Trening zrobię i opiszę swoje wrażenia oraz to jak mi poszło uzupełnię wieczorem (dziś wybieram się na zebranie w przedszkolu i wszystko mi się poprzestawia).
Edit
Uzupełniam trening:
+ superseria wytrzymałościowa (5 obwodów, przerwa max 60 sekund między obwodami),
a. pompki damskie x 5
b. brzuszki -nogi na krześle, kąt prosty x 20
c. przysiady bez obciążenia 30 sekund.
Thrusters - bałam się ich, ze względu na technikę (szczerze, to ćwiczyłam przed lustrem z kijem od szczotki, a filmików obejrzałam kilkanaście). Wydaje mi się, że jednak za nisko schodziłam w przysiadzie, to jest do poprawy i oczywiście obciążenie, bo tu była tylko sztanga. Nie chciałam szaleć bez wyćwiczenia prawidłowego ruchu.
Wypady - lubię to ćwiczenie. Ta siódemka może nie powala, ale moje udka dostały po tłuszczu.
Wiosłowanie - póki co 10 kg to mój max.
Wznosy bokiem - wiedziałam, że to trudne ćwiczenie na moje słabe ciągle jeszcze ręce, dlatego zaczęłam i zakończyłam w zasadzie na tym samym ciężarze i tu pewnie dłuuugo nic się nie zmieni.
Wznosy w opadzie tułowia - tu jest gorzej jak w ćw. wyżej.

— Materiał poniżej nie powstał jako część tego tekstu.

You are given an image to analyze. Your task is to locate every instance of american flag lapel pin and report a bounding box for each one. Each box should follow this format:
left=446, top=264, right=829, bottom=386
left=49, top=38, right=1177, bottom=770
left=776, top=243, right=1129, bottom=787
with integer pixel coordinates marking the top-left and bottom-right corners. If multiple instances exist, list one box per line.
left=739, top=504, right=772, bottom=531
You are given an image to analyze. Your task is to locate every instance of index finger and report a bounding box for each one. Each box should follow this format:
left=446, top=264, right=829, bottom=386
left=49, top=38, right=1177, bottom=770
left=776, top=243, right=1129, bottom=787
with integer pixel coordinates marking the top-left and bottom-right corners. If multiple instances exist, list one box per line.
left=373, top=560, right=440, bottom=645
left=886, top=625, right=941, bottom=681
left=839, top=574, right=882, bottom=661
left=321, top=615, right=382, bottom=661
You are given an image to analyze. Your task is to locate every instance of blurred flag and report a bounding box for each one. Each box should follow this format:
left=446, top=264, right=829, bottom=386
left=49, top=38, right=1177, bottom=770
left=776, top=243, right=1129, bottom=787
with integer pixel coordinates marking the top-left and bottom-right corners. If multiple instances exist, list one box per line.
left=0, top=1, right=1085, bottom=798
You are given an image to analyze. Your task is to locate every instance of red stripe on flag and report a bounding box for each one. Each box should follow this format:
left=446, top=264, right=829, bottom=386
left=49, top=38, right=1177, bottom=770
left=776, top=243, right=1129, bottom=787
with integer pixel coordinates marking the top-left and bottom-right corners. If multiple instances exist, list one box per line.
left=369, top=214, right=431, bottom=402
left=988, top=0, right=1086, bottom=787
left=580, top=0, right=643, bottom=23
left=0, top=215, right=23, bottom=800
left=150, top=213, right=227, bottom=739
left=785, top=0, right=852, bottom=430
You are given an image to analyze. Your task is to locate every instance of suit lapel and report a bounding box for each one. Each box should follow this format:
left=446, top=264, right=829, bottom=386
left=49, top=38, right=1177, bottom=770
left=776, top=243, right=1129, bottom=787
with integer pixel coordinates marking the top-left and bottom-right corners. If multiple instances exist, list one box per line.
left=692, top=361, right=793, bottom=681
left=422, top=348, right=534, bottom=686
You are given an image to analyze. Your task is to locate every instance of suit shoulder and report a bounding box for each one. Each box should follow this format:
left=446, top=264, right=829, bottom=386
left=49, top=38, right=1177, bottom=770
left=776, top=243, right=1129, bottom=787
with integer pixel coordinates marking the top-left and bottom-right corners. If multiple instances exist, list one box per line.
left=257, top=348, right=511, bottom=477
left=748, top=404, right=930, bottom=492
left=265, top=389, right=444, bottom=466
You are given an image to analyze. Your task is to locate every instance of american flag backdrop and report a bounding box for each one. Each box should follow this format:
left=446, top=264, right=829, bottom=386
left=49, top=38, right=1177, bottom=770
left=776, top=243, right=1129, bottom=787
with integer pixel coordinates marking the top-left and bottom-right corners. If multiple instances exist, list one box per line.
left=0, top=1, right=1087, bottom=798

Gorzej w sensie słabowitość rąk wychodzi jeszcze bardziej i w ostatniej serii byłam już wymęczona.
Plank - pewnie pociągnę dłużej (postaram się)
Wznosy bioder - podejrzałam najpierw jak to robi Arphiel (genialne filmiki; dla mnie instruktażowe ), a wznosy dają w tyłek nie ma co.
Na koniec superseria - nie mierzyłam czasu (jakoś wyleciało mi z głowy).
Cały trening dał mi w kość (w pozytywnym tego słowa znaczeniu).